5. Set A Regular Wakeup Time – Preferably Without An Alarm Clock

Once you’ve sorted out your first two hours of pillow-time, get to work on that last 90 minutes by  setting a regular wake-up time and sticking to it. ‘Don’t give yourself a weekend lie-in,’ says Wilson. ‘If you’re getting up five hours later on a Saturday, you’re seriously disrupting your circadian rhythms. It’s like going to Florida every weekend – you’re giving yourself jetlag.’


‘Don’t give yourself a lie-in, unless you want jet lag every weekend’


6. Think Caveman Not Space-Age

Your constantly-connected, always-on lifestyle might keep you informed about the latest developments in cat gifs, but it isn’t helping you between the sheets. First, keep electronics out of the bedroom, and ideally switch them off an hour before bed: if that’s too much to hope for, use an app like F.Lux to eliminate blue light from the screen and ease you towards Slumbershire. Next, aim to mimic the conditions that would have signalled bedtime to your paleolithic ancestors: make your bedroom as dark as possible, keep the temperature slightly cool, and avoid pre-bed stimulation like a blast on Battlefield 1 or a Walking Dead binge – it’s the modern equivalent of a pre-bed sabretooth attack. ‘A shower or bath shortly before bed will help to bring your heartrate down and help you relax,’ says Wilson. ‘Magnesium can also help: it lowers stress and can help to regulate cortisol, which keeps you up.’
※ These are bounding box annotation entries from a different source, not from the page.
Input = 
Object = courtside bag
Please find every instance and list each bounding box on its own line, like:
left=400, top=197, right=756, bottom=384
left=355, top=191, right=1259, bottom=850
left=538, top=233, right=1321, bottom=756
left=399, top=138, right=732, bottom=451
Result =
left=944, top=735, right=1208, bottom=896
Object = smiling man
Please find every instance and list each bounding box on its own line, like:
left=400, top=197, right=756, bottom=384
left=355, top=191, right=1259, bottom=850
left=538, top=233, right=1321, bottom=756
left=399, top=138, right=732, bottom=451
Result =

7. Don’t Stress About It Too Much

Perhaps most important, though, is not worrying if any of this doesn’t work: at least for one night. Stressing about a lack of sleep upregulates cortisol and keeps you awake, and anyway, a single bout of tossing and turning isn’t the end of the world. ‘The evidence is that one night of bad sleep won’t disrupt skill retention too much,’ says Wilson. ‘Instead, think of sleep as something you have to address constantly, like nutrition and exercise. It’s about what you do over the long term, not for one night.’ Remember: an extra hour in bed often beats one in the gym or at the books, so your body and brain will thank you.


WHAT NEXT? Whatever you’re working on this week – learning Japanese, coding in HTML, making sourdough – lock it in by having a quick shower before bed, banishing all electronics from the bedroom, and making sure you get a solid seven hours (or more) of shuteye. Sweet dreams.